IrakLes aînés votent pour les législatives, mais pas les jeunes
Les 5e législatives depuis la chute de l’ancien dictateur Saddam Hussein en 2003 se tiennent ce dimanche dans le pays pétrolier. Le courant sadriste du chiite Moqtada al-Sadr est favori.
Appuyé sur sa canne, Issam Shukr, 70 ans bien tassés, est «fier» d’avoir voté pour les législatives dimanche en Irak. Mais le scrutin est loin d’ameuter les plus jeunes, exaspérés de voir «toujours les mêmes» responsables, incapables de résoudre la crise dans le pays pétrolier.
Sous le soleil d’octobre, dans les rues désertes de Bagdad pavoisées de calicots électoraux, soldats et policiers sont déployés par dizaines. Car des cellules de l’organisation jihadiste Etat islamique sont toujours actives et les autorités craignent que d’éventuelles manifestations antipouvoir ne dégénèrent.

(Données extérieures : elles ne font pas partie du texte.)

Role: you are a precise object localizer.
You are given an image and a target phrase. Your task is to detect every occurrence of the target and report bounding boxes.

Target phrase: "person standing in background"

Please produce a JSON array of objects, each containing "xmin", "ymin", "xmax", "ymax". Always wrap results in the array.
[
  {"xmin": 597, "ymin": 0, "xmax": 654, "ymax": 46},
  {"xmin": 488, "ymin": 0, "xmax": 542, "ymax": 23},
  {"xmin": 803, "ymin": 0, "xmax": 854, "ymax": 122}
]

Et si deux avions de combat tournoient dans le ciel, c’est «pour sécuriser les bureaux de vote», explique le ministère de la Défense.
Issam Shukr a voté à l’école «Al Amal», l’espoir en arabe. Il se targue d’être le premier électeur à glisser son bulletin dans l’urne, «comme à chaque élection».
Pour ces élections anticipées, les 5e législatives depuis la chute de l’ancien dictateur Saddam Hussein en 2003, l’homme dit espérer «l’amélioration de la situation» de son pays, englué dans une crise politique, sociale et économique.
C’est d’ailleurs la crise et le ras-le-bol de la tentaculaire corruption qui ont déclenché l’inédit mouvement de protestation lancé par les jeunes Irakiens il y a tout juste deux ans, en octobre 2019.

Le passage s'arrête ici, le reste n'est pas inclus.